Gabriel McCaughry

Gabriel McCaughry is the Hermit and the Fool behind Anathema Publishing.

More specifically, as the founder, main editor, and contributing writer to Anathema's yearly occult periodical PILLARS, Gabriel has fully overseen the creation and publishing of several well-respected esoteric titles including Shani Oates' The Devil's Supper, The Hanged God, etc., and P.T. Mistlberger's The Dancing Sorcerer, Jose Gabriel Alegría Sabogal’s IAO: Ophite Iconography (among others). In addition to his work with Anathema, Gabriel's writing and illustrations have been featured in other works including: Ixaxaar’s Clavicula Nox, Aeon Sophia Press' The Thirteenth Path, Patrick J. Larabee’s Whisperings from the Void, Trapart's The Mega Golem, and Yoann Lossel's Forgotten Gods.

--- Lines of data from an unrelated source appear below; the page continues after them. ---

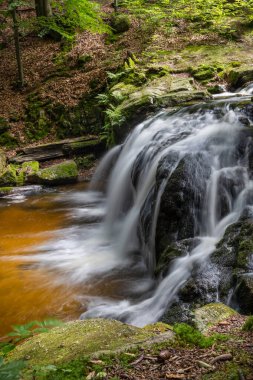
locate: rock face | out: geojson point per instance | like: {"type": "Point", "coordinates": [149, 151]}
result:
{"type": "Point", "coordinates": [240, 76]}
{"type": "Point", "coordinates": [136, 103]}
{"type": "Point", "coordinates": [2, 161]}
{"type": "Point", "coordinates": [83, 338]}
{"type": "Point", "coordinates": [211, 314]}
{"type": "Point", "coordinates": [65, 172]}
{"type": "Point", "coordinates": [16, 175]}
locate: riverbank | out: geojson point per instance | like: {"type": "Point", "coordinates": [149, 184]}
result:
{"type": "Point", "coordinates": [107, 349]}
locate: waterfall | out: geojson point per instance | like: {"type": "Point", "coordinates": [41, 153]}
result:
{"type": "Point", "coordinates": [120, 214]}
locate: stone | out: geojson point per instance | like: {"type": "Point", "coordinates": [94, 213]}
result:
{"type": "Point", "coordinates": [63, 173]}
{"type": "Point", "coordinates": [82, 338]}
{"type": "Point", "coordinates": [211, 314]}
{"type": "Point", "coordinates": [244, 293]}
{"type": "Point", "coordinates": [239, 76]}
{"type": "Point", "coordinates": [120, 23]}
{"type": "Point", "coordinates": [2, 161]}
{"type": "Point", "coordinates": [10, 176]}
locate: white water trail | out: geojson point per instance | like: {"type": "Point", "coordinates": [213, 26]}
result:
{"type": "Point", "coordinates": [109, 242]}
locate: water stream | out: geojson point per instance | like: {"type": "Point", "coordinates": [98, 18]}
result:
{"type": "Point", "coordinates": [104, 240]}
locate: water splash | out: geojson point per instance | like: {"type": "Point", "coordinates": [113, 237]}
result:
{"type": "Point", "coordinates": [109, 242]}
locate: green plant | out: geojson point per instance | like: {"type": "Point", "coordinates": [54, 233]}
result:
{"type": "Point", "coordinates": [70, 16]}
{"type": "Point", "coordinates": [187, 334]}
{"type": "Point", "coordinates": [248, 325]}
{"type": "Point", "coordinates": [11, 371]}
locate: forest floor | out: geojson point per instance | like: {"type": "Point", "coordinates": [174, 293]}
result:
{"type": "Point", "coordinates": [231, 359]}
{"type": "Point", "coordinates": [54, 71]}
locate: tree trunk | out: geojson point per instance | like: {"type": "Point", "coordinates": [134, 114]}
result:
{"type": "Point", "coordinates": [43, 8]}
{"type": "Point", "coordinates": [17, 48]}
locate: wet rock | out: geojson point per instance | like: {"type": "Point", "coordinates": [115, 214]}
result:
{"type": "Point", "coordinates": [63, 173]}
{"type": "Point", "coordinates": [120, 23]}
{"type": "Point", "coordinates": [2, 161]}
{"type": "Point", "coordinates": [83, 338]}
{"type": "Point", "coordinates": [239, 76]}
{"type": "Point", "coordinates": [211, 314]}
{"type": "Point", "coordinates": [244, 293]}
{"type": "Point", "coordinates": [180, 205]}
{"type": "Point", "coordinates": [151, 95]}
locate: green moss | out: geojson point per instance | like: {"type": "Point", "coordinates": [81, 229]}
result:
{"type": "Point", "coordinates": [8, 141]}
{"type": "Point", "coordinates": [4, 126]}
{"type": "Point", "coordinates": [77, 339]}
{"type": "Point", "coordinates": [85, 162]}
{"type": "Point", "coordinates": [65, 172]}
{"type": "Point", "coordinates": [120, 23]}
{"type": "Point", "coordinates": [2, 161]}
{"type": "Point", "coordinates": [248, 325]}
{"type": "Point", "coordinates": [212, 314]}
{"type": "Point", "coordinates": [10, 176]}
{"type": "Point", "coordinates": [186, 334]}
{"type": "Point", "coordinates": [5, 190]}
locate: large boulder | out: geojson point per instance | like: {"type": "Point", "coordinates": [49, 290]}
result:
{"type": "Point", "coordinates": [239, 76]}
{"type": "Point", "coordinates": [136, 103]}
{"type": "Point", "coordinates": [16, 175]}
{"type": "Point", "coordinates": [211, 314]}
{"type": "Point", "coordinates": [58, 174]}
{"type": "Point", "coordinates": [77, 339]}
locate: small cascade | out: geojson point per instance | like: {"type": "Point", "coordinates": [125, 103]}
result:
{"type": "Point", "coordinates": [197, 151]}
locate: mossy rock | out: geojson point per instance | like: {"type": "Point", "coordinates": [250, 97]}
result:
{"type": "Point", "coordinates": [63, 173]}
{"type": "Point", "coordinates": [4, 126]}
{"type": "Point", "coordinates": [244, 293]}
{"type": "Point", "coordinates": [5, 190]}
{"type": "Point", "coordinates": [8, 140]}
{"type": "Point", "coordinates": [81, 338]}
{"type": "Point", "coordinates": [239, 76]}
{"type": "Point", "coordinates": [29, 168]}
{"type": "Point", "coordinates": [10, 176]}
{"type": "Point", "coordinates": [85, 162]}
{"type": "Point", "coordinates": [2, 161]}
{"type": "Point", "coordinates": [211, 314]}
{"type": "Point", "coordinates": [203, 72]}
{"type": "Point", "coordinates": [120, 23]}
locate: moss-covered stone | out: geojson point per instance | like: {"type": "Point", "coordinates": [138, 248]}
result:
{"type": "Point", "coordinates": [4, 126]}
{"type": "Point", "coordinates": [5, 190]}
{"type": "Point", "coordinates": [10, 176]}
{"type": "Point", "coordinates": [8, 140]}
{"type": "Point", "coordinates": [85, 162]}
{"type": "Point", "coordinates": [29, 168]}
{"type": "Point", "coordinates": [65, 172]}
{"type": "Point", "coordinates": [120, 23]}
{"type": "Point", "coordinates": [212, 314]}
{"type": "Point", "coordinates": [80, 338]}
{"type": "Point", "coordinates": [203, 72]}
{"type": "Point", "coordinates": [237, 77]}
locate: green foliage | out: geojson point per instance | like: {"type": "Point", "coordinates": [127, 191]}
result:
{"type": "Point", "coordinates": [11, 371]}
{"type": "Point", "coordinates": [70, 16]}
{"type": "Point", "coordinates": [248, 325]}
{"type": "Point", "coordinates": [187, 334]}
{"type": "Point", "coordinates": [220, 16]}
{"type": "Point", "coordinates": [21, 332]}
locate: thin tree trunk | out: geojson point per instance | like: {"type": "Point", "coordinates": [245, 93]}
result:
{"type": "Point", "coordinates": [17, 48]}
{"type": "Point", "coordinates": [116, 4]}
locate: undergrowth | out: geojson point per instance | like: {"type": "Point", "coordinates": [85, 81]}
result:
{"type": "Point", "coordinates": [186, 334]}
{"type": "Point", "coordinates": [248, 325]}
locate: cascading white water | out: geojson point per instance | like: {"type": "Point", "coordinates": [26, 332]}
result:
{"type": "Point", "coordinates": [108, 242]}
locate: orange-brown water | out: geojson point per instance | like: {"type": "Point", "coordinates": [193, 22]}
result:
{"type": "Point", "coordinates": [27, 293]}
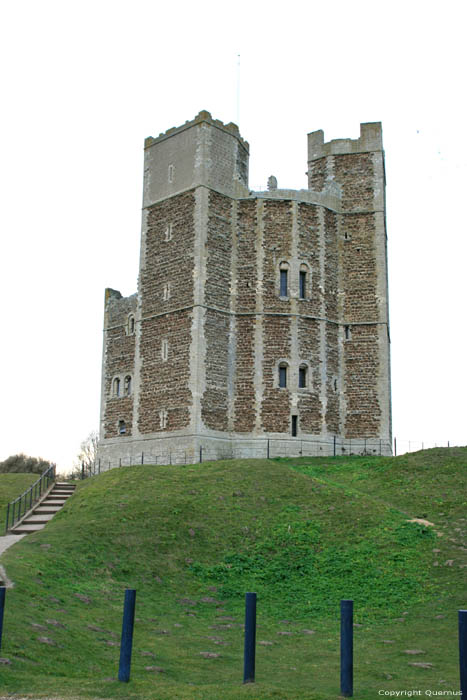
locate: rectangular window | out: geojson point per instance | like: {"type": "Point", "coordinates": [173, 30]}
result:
{"type": "Point", "coordinates": [282, 377]}
{"type": "Point", "coordinates": [302, 378]}
{"type": "Point", "coordinates": [283, 285]}
{"type": "Point", "coordinates": [302, 284]}
{"type": "Point", "coordinates": [294, 426]}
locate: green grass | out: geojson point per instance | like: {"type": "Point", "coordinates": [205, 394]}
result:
{"type": "Point", "coordinates": [192, 540]}
{"type": "Point", "coordinates": [12, 486]}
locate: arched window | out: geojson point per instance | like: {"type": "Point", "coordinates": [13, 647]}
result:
{"type": "Point", "coordinates": [302, 284]}
{"type": "Point", "coordinates": [284, 280]}
{"type": "Point", "coordinates": [131, 325]}
{"type": "Point", "coordinates": [163, 418]}
{"type": "Point", "coordinates": [127, 385]}
{"type": "Point", "coordinates": [168, 232]}
{"type": "Point", "coordinates": [302, 377]}
{"type": "Point", "coordinates": [282, 375]}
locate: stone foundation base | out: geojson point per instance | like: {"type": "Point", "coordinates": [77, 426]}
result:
{"type": "Point", "coordinates": [196, 449]}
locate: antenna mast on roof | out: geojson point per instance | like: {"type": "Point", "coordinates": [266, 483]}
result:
{"type": "Point", "coordinates": [238, 90]}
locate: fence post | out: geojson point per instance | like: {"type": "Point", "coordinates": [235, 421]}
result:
{"type": "Point", "coordinates": [250, 638]}
{"type": "Point", "coordinates": [127, 635]}
{"type": "Point", "coordinates": [2, 608]}
{"type": "Point", "coordinates": [463, 651]}
{"type": "Point", "coordinates": [347, 648]}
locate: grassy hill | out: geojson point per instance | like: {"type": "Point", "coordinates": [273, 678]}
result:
{"type": "Point", "coordinates": [192, 540]}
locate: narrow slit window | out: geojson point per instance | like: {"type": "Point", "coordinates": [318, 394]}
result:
{"type": "Point", "coordinates": [302, 377]}
{"type": "Point", "coordinates": [284, 283]}
{"type": "Point", "coordinates": [169, 232]}
{"type": "Point", "coordinates": [302, 284]}
{"type": "Point", "coordinates": [294, 426]}
{"type": "Point", "coordinates": [163, 417]}
{"type": "Point", "coordinates": [128, 385]}
{"type": "Point", "coordinates": [282, 376]}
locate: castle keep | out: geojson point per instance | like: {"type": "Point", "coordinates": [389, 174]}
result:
{"type": "Point", "coordinates": [261, 317]}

A pilgrim in the Mystery Tradition, Gabriel is deeply fascinated with all subjects relating to Alchemy, Hermeticism, Gnosticism, Theological Exegeses, Non-Dualism, View and systems of Esoteric Buddhism, and the Nameless Arte of Traditional Craft. His personal approach and devotional practice stem from a profound love for, and communion with, The Omni-Cipher's ownmost radiance and myriad manifestations; infinite wonderments of the Pleroma.

His first book, (h)Auroræ, is somewhat of an invitation for the attentive reader to explore, ponder, and puzzle over; it offers the fundamental keys and processes of Alchemical Self-Transmutation – still all too relevant today as a tool for developing mental individuation and spiritual apotheosis. Stylistically, Gabriel usually prefers to work by poetic inference rather than forthright assertion.

Within (h)Auroræ, the Great Work seeks to describe mystical observations that are beyond mundane rationale, and certainly beyond the scope of common language and thought-patterns. However, since the Hólon is the Ineffable, absolutely indescribable, the text can only try to suggest nuances to the esoteric dialogue of the devoted pilgrim treading the Perennial Path of Return.

There is an interplay of polysemic thoughts and counter-intuitive terminologies explored in Gabriel’s writing, which shines brightest in the questions it raises, rather than the answers the mind tries to grasp (or wishes to impose upon the reader). (h)Auroræ is thus a vehicle meant to inspire, to help embrace the many alchemical nodes of transformation, and to calcine the whole experience into the reader’s very own crucible.